Intersection of Two Arrays [LeetCode Top Interview Questions Series]

One way to solve this problem is to use a hash set to store the elements of one of the arrays and then use a loop to check if each element of the other array is in the hash set. If it is, we add it to the result and remove it from the hash set so that we don’t count duplicates.

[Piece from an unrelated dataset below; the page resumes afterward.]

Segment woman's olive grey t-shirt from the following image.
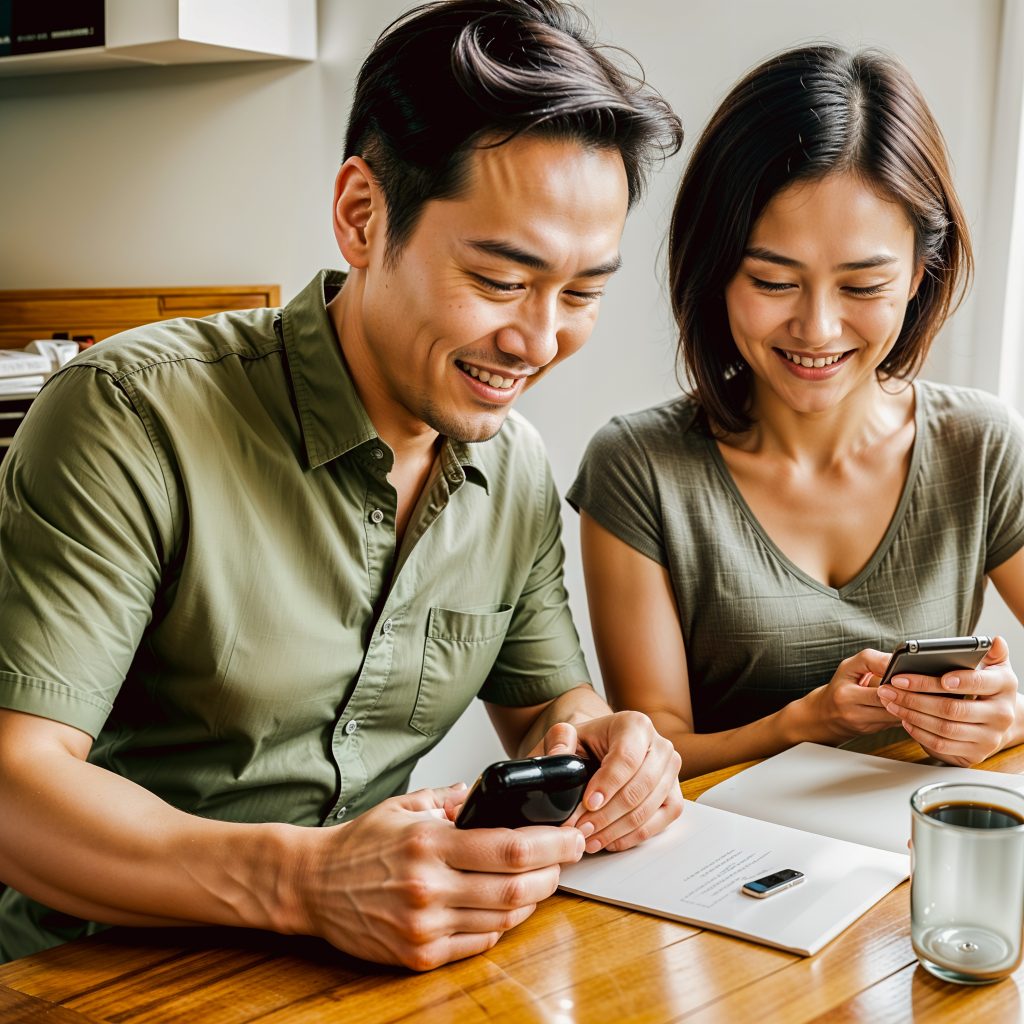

Here’s an example implementation in Java:

public class Test {

    public static void main(String[] args) {
        int[] nums1 = {4,9,5};
        int[] nums2 = {9,4,9,8,4};
        Map<Integer, Integer> map = new HashMap<>();
        for (int num : nums1) {
            map.put(num, map.getOrDefault(num, 0) + 1);
        }
        List<Integer> result = new ArrayList<>();
        for (int num : nums2) {
            if (map.containsKey(num) && map.get(num) > 0) {
                result.add(num);
                map.put(num, map.get(num) - 1);
            }
        }
        int[] res = new int[result.size()];
        for (int i = 0; i < result.size(); i++) {
            res[i] = result.get(i);
        }
        System.out.println(res);
    }
}

In this implementation, we first use a HashMap to store the elements of the first array nums1 and their count. Then, we loop through the second array nums2, and if the current element is in the HashMap and its count is greater than 0, we add it to the result list and decrease its count in the HashMap. Finally, we convert the result list to an array and return it.

The time complexity of this solution is O(m + n), where m and n are the number of elements in nums1 and nums2, respectively, since we need to examine all the elements in both arrays. The space complexity is O(min(m, n)), since the size of the HashMap and the result list is proportional to the size of the smaller array.